Charlie Clarke's research concentrates on information storage and retrieval, programming language implementation and software tools. At present, I am involved in a major project to develop and prototype scalable technologies for the implementation of digital library-systems on parallel and distributed platforms. Issues addressed by the project include system performance, index and data compression, fast update, data distribution and load balancing. The goal is to provide scalable performance at low cost. A second project has the goal of exploiting large collections of Web data to perform fact-finding and question-answering tasks. Given a simple, factual question, a fast algorithm has been developed that finds short passages of text likely to contain the answer. By combining an analysis of several passages, a high-quality result can be obtained. The current focus is on improving both the speed and effectiveness of the basic technique. I am also involved in projects related to XML, program comprehension tools and memory management.

Gordon Cormack's research concentrates on programming language issues in concurrent and distributed systems, as applied to the vast data repository comprising the Internet. The principal objective of this research is to construct a global information architecture and operating environment in which data can be accessed by content, as opposed to data structures, file systems, and databases with rigid schemata.

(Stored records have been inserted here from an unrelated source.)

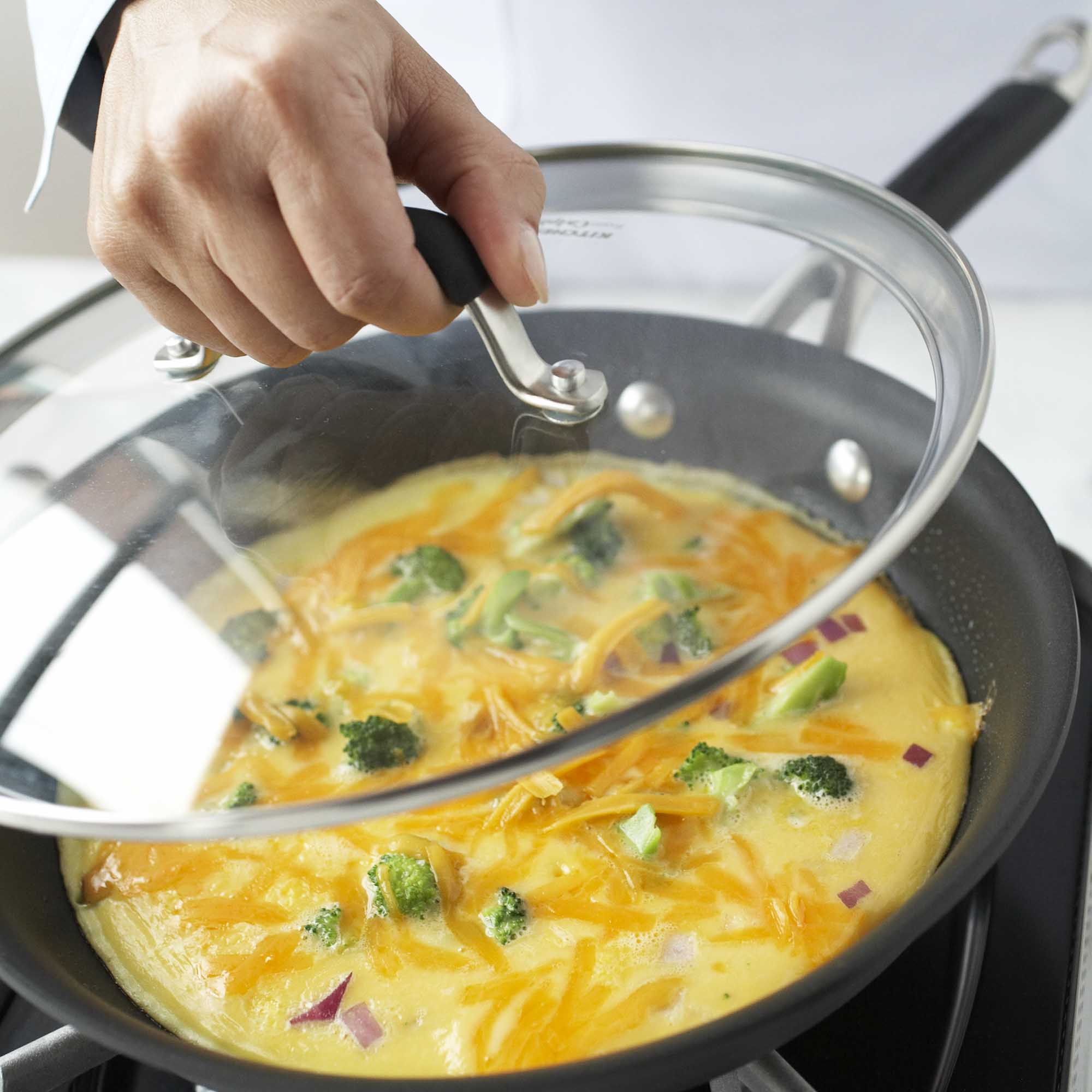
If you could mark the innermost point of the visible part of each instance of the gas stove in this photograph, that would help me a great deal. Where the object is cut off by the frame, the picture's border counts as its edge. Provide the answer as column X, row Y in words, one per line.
column 992, row 999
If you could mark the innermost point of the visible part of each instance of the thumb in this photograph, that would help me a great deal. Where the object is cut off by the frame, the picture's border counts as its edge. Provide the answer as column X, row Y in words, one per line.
column 474, row 173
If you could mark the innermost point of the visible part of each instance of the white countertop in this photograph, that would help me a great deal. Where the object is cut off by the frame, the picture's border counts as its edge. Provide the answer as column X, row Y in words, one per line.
column 1040, row 418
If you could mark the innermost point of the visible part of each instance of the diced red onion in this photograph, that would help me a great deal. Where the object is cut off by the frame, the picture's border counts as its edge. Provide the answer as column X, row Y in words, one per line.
column 803, row 650
column 849, row 846
column 917, row 756
column 852, row 896
column 680, row 948
column 833, row 631
column 326, row 1010
column 362, row 1025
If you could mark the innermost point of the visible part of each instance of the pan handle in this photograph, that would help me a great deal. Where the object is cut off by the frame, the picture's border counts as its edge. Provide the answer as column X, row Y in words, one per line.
column 54, row 1060
column 946, row 181
column 963, row 165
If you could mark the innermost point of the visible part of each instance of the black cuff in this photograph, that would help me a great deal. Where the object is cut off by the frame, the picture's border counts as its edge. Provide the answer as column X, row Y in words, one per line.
column 80, row 112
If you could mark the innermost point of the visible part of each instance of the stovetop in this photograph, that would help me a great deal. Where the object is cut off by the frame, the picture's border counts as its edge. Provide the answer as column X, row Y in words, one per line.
column 991, row 999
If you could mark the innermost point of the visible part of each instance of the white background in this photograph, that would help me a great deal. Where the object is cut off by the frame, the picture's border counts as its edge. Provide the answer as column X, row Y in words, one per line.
column 857, row 84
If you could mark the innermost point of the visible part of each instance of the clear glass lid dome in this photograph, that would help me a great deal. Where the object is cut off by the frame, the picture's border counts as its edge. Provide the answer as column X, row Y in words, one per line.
column 157, row 537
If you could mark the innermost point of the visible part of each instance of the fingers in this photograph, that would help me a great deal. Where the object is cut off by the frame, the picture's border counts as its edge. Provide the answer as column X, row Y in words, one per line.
column 340, row 203
column 251, row 245
column 474, row 173
column 164, row 302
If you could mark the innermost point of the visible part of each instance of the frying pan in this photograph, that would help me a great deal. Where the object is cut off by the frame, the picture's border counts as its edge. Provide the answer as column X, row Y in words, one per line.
column 987, row 576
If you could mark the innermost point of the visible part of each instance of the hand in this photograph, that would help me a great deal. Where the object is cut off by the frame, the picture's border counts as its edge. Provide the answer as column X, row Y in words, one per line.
column 245, row 165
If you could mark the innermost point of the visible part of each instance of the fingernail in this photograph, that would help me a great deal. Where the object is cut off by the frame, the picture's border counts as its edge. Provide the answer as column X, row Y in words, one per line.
column 535, row 264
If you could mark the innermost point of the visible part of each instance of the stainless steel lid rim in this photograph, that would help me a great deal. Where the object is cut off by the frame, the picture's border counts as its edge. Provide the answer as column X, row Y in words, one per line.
column 906, row 252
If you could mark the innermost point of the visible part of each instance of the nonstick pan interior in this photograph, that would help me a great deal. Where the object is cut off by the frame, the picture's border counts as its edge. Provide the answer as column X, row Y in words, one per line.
column 987, row 577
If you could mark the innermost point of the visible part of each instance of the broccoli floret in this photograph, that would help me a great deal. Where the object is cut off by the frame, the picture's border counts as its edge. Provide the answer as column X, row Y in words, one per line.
column 704, row 761
column 243, row 796
column 730, row 781
column 425, row 569
column 248, row 634
column 584, row 569
column 691, row 636
column 562, row 644
column 457, row 630
column 503, row 598
column 801, row 691
column 507, row 918
column 413, row 884
column 310, row 707
column 680, row 589
column 594, row 535
column 600, row 704
column 640, row 832
column 597, row 704
column 684, row 632
column 326, row 927
column 379, row 744
column 716, row 771
column 818, row 778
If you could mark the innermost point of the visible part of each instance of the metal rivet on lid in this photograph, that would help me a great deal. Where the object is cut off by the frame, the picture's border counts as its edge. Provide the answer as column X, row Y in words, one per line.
column 646, row 410
column 566, row 376
column 183, row 361
column 849, row 470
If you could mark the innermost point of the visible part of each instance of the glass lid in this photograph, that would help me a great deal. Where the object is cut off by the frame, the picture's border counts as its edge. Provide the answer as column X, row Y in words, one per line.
column 244, row 601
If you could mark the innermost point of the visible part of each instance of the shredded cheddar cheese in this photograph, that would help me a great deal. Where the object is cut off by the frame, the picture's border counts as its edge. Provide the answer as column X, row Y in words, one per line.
column 742, row 892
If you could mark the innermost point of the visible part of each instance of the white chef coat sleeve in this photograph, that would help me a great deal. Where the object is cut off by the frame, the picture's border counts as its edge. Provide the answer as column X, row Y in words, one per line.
column 69, row 70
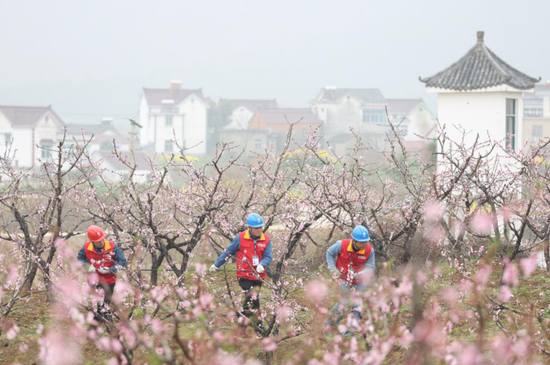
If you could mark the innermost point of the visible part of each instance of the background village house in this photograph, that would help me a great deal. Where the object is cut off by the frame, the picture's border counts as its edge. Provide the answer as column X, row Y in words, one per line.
column 267, row 130
column 173, row 114
column 481, row 94
column 536, row 114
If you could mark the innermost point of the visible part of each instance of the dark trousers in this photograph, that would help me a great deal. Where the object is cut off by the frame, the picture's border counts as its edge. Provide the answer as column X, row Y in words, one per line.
column 251, row 289
column 108, row 290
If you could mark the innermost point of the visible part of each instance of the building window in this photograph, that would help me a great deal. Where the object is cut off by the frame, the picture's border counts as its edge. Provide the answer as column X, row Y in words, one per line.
column 511, row 124
column 536, row 133
column 374, row 115
column 7, row 138
column 533, row 112
column 168, row 146
column 168, row 121
column 45, row 151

The research issues addressed include associative searching of a store (+200 GB), the construction of a file system and programming environment based on this store, and the investigation of distributed coherency problems that arise in this environment.

Software Engineering

Michael Godfrey is investigating software architecture, software evolution, and rapid migration. Software architecture and evolution involves performing detailed case studies of how and why large software systems evolve over time. This work is both labour and compute intensive: initial creation of architectural models is done manually, but the extraction of evolutionary histories of large systems is automated, hierarchically organizes millions of "facts" and subsequently allowing complex queries on the histories. A recent study on the growth of the Linux operating system kernel is typical of this work; this case study examined 96 versions of the Linux kernel comprising over 87 million lines of code in total. Ongoing projects include analysis of the history of the gcc compiler and the vim text editor; future projects will include commercially developed systems, such as the StarOffice toolsuite.

Ric Holt's research concentrates on extracting and viewing the architectures of large productions systems, such as Linux and Netscape. Once a software system reaches a certain size, around 300,000 lines of code, the architecture of the software becomes a central help or hindrance in further development and maintenance. The hierarchy in the architecture is commonly diagrammed as a nested set of box and arrow diagrams. The boxes represent components of the software system and the edges represent interactions. Extracting and viewing the architectures is done by parsing the system's source code and emitting it as a huge graph, with hundreds of thousands of edges, where the edges represent "calls" and "data references". To this is added the "contain relation", giving the system hierarchy. This huge graph is manipulated using Tarski's algebra of typed graphs, to produce various abstractions, such as a simple high-level view of the top-level components. A web-based Java applet is used to visualize and navigate among the resulting views.